With BTT conservation efforts expanding throughout the Islands of the Bahamas, it was apparent that someone was needed in the Bahamas full time. Justin is now the Bahamas Initiative Coordinator, and is in charge of leading conservation efforts, such as tagging and habitat restoration. He will also be charged with maintaining and forging new relationships with the many lodges and guides around the islands that depend on the health of the bonefish fishery for their livelihood.
Belize-Mexico Program Coordinator
As the Belize-Mexico Program Coordinator, Addiel leads BTT’s conservation efforts in the region. BTT’s approach in Belize and Mexico focuses on the social, cultural, economic, and ecological connections that must be understood to ensure a healthy flats fishery for the future.
Addiel joined BTT in 2019 after completing his Ph.D. on bonefish movements and pre-spawning site identification in southern Mexico and northern Belize, where he was born in the small fishing community of Sarteneja. His experience in the lobster and conch fisheries with his father during his early years set the stage for his life goal: contribute to the sustainability of fisheries resources while improving the lives of those who reside in coastal communities.

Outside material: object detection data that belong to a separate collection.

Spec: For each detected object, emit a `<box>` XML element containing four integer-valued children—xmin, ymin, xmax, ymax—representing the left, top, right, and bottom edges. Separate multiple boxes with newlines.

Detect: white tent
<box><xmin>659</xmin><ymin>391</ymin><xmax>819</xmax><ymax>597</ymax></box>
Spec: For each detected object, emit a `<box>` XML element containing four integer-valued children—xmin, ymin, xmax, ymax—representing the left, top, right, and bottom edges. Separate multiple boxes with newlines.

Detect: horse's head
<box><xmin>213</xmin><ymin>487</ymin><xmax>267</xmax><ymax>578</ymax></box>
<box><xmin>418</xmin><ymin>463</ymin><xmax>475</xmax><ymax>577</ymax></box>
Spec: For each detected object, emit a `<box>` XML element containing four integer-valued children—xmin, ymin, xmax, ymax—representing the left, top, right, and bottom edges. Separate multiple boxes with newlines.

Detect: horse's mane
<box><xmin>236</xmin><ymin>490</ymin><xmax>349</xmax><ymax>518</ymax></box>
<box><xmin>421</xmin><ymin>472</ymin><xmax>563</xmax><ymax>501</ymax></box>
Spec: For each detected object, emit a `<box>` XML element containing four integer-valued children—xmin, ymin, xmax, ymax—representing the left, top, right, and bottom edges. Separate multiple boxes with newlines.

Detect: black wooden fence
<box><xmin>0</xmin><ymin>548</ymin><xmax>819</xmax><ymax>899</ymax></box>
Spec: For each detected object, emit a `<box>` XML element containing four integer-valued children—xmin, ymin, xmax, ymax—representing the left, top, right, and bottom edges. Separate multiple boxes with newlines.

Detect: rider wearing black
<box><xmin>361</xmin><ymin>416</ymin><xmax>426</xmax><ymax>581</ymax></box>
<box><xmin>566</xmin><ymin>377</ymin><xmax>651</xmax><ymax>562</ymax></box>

Addiel’s integration into conservation and management began in 1997, when he volunteered and trained with many local and international researchers that collaborated with non-government organizations such as Program for Belize, Belize Audubon Society, and Coastal Zone Authority and Institute. After earning an associate degree in Marine Science, followed by a bachelor’s degree in Biology, he worked for a year in the Mesoamerican Barrier Reef System Project before becoming manager of the South Water Caye Marine Reserve in 2006. Addiel went on to earn an interdisciplinary master’s degree in Natural Resources and Rural Development with a focus on Management in Mexico. While working on his master’s, he characterized the recreational-sport fishing of Belize using a Mixed-Methods Approach. He also used this approach in combination with tagging to understand bonefish movements and identify pre-spawning sites during his Ph.D. studies. Click here to access Dr. Perez’s ResearchGate page.
Membership & Marketing Manager
Henry grew up fishing in Cape Cod and Central Idaho with his dad and older brother. Once he got the taste of bonefish on the end of his fly rod, fishing and life changed forever. After graduating from Hobart College with a BA in American Studies, Henry spent the next five years working for The Wall Street Journal in the sales and advertising departments.
Additionally, Henry has enjoyed spending time serving on the board of an environmentally focused non-profit, the Horizon Foundation, alongside family members for the past 6 years. Conservation and fishing have always gone hand in hand with him, and he hopes to help BTT continue to grow as a recognized leader in the habitat protection and angling communities.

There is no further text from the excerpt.